Greed. Pure and simple. That is what has killed electronic medical records.
It's anywhere from $60,000 - $100,000 for an EMR system. And if your EMR of choice doesn't do practice management, you have to spend another $10,000 - $20,000 for that.
The big promise of EMR is data portability. And here's the big secret that no one seems to be talking about: the data *is not portable*.
If I have ABC Company's EMR and you have DEF Company's EMR, I cannot export a patient chart, send it to you and then you import it. You cannot connect to my EMR and get charts for patients I refer to your clinic. So there is no universal patient chart that follows you where ever you go.

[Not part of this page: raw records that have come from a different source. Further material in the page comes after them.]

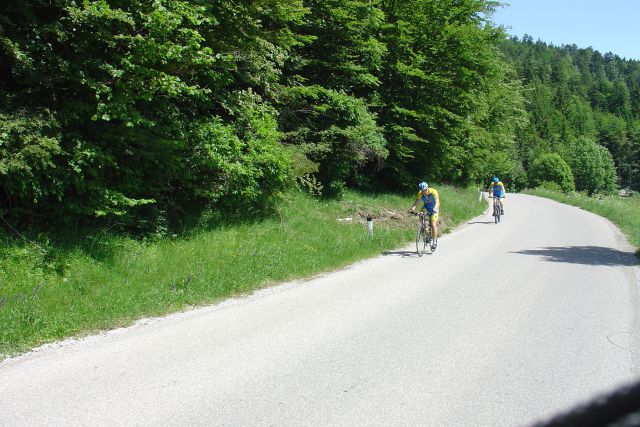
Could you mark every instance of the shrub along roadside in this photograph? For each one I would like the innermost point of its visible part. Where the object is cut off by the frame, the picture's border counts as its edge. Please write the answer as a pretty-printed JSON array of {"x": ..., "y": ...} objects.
[
  {"x": 49, "y": 290},
  {"x": 622, "y": 211}
]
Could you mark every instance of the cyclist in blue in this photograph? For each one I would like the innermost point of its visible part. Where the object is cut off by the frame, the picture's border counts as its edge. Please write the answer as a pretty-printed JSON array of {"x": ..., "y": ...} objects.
[
  {"x": 430, "y": 204},
  {"x": 496, "y": 189}
]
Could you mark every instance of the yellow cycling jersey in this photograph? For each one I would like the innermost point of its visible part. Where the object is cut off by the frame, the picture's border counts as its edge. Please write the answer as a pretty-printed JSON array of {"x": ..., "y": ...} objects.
[{"x": 498, "y": 188}]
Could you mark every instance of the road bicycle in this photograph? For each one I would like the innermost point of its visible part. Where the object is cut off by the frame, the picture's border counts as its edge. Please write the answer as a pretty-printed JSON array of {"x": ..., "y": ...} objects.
[
  {"x": 424, "y": 236},
  {"x": 496, "y": 208}
]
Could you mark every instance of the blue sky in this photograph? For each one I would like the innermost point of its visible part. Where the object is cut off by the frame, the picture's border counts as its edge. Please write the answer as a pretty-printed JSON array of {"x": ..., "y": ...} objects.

Plus, if you *do* have some other electronic system that has to interact with your EMR (say a pathology system or a perscriptions system) you have to pay *both* companies typically $10,000 *each* to do an HL7 link between to two systems. And even then, the link between the systems is spotty at best and half the time doesn't work.
A company that has very little in the way of technology wants to transition to EMR. So they have to spend $30,000 - $40,000 just for the computer hardware (workstations, servers, printers, scanners, routers, switches, etc.) and then another $60,000 - $100,000 for their EMR and practice management needs. THEN, the users have to be trained. I do IT and primarily work with medical offices and sugrical centers. I can tell you that doctors *do not want* to learn how to use computers and software. The office employees fight it, everyone fights it. Eventually they give up and don't use it and let $100,000 worth of hardware and software go to waste because they become too frustrated to use it, it slows them down exponentially and it hasn't made anything easier or more portable. I have seen so many offices basically throw money down the toilet on these EMRs. They get them, and within a month they can't stand them and just go back to paper charts. Not to mention how much they get in the way of patient care. My wife recently went to see the doctor. The doctor was hunched over her computer the whole time and seemed more concerned with making a typo than with paying attention to my wife. Paitent care is suffering greatly.
THEN, the EMR companies want to hold back common sense features and charge you tens of thousands of dollars to implement them. One office I worked with had a web-based EMR and the doctor wanted to be able to recieve faxes right into the EMR. They said sure, you can do that. She asked if they could download and print out the faxes if they needed to. The company told them that yes, they could, but that was an extra feature that would cost $10,000.
Vendor Lock-in is not just something that they strive for, it is the very *core* of the EMR landscape right now.
EMR is a complete and total failure and you can lay that failure squarely at the feet of the greedy bastards who sell it.